Encourage your DD to be resilient, and perhaps ask DS to keep an eye on her.

This doesn't sound like bullying, it sounds like one older child being silly. I doubt that talking to the other mum specifically about her child would help, although if your close you could mention that DD has been upset a few times but your not sure exactly of the cause.

This boy will be gone soon, but DD will encounter other people in life and will benefit from developing the skills to identify when to ignore and when to complain. This sounds like one to ignore.

GreenTulips · 03/01/2020 13:31

This doesn't sound like bullying

Being targeted daily by an older child isn’t bullying?

Do you know how this will make the younger child feel? Everyday? Even dreading getting the bus. How would you feel?

Tell the bus driver and the school and the mum. Some mums are actually great when they know!

Molly2016 · 03/01/2020 13:37

@FrangipaniBlue same situation here.
This parent I considered a friend. We’ve been on a couple of social events together and our children were friends.
When there was a problem I thought it was fine to talk to her about it.
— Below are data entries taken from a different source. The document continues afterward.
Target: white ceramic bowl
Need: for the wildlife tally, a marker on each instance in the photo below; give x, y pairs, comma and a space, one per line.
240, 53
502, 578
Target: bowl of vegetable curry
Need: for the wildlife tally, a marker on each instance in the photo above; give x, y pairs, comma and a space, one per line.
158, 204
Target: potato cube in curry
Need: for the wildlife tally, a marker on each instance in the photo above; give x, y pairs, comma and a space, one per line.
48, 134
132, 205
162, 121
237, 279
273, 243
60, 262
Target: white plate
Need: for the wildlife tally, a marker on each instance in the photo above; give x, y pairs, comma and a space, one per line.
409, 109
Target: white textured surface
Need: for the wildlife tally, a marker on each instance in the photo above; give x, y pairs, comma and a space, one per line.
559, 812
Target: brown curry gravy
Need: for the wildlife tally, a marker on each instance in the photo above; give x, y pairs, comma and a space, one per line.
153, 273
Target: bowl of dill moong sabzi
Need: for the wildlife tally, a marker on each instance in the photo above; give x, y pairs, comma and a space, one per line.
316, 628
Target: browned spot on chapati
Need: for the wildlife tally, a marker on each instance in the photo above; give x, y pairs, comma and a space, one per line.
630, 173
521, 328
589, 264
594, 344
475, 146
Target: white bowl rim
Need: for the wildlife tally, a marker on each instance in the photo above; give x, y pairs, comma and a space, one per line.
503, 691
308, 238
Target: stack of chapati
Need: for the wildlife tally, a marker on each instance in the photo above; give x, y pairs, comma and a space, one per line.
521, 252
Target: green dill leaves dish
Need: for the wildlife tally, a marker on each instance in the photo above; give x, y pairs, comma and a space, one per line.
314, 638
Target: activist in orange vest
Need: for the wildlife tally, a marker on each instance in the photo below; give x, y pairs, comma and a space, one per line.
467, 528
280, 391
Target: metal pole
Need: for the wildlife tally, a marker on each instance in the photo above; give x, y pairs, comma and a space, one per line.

She majorly overreacted, said I was wrong and then got the arse when the teachers confirmed I was right.
Now she blanks me and I’m sure she has been bad mouthing me.
In your case OP I’d try and ride it out.

Molly2016 · 03/01/2020 13:38

Or talk to the school rather then the parent.

CripsSandwiches · 03/01/2020 13:42

I'm torn it depends how much it's upsetting her and what she's tried. I don't think anyone should put up with being treated like rubbish but it's only right for parents to intervene if the kid is unable to cope or tackle the problem alone. If they can deal with it themselves it's empowering for them to do it that way.

SDTGisAnEvilWolefGenius · 03/01/2020 13:47

I was the kid who was being bullied at school (including on the school bus) whose mum brushed me off and failed to do anything about it whatsoever - and the effects on me have been life long depression, anxiety and low self esteem.

Yes, I blame the bullies and the school (who apparently didn't notice anything), but in some ways I am most bitter about the fact that the one person who I should have been able to rely on to have my back, didn't.

She told me if I ignored it, they'd stop - and was so convincing that I believed that, when they didn't stop, it must be my fault, and didn't dare go and tell her again, for fear of her blaming me. Her attitude towards it made it impossible for me to go back to her and tell her it hadn't stopped. And she never once bothered to ask me if things were improving - the cynic in me thinks she didn't want to know, because if she had known how unhappy I was, she might have had to put asider her interests and pastimes and do something for me instead.

@FrenchFancie - your dd needs you to protect her and support her, and I am sorry, but telling her to ignore it and not rise to the bait is going to make her feel like she's on her own, against the bully.

That said, I do understand why you do not want to talk to the mum, and I think @Molly2016 is right that the best first step is to contact the school - it is school transport, so they have a responsibility for the safety and care of the kids on the bus.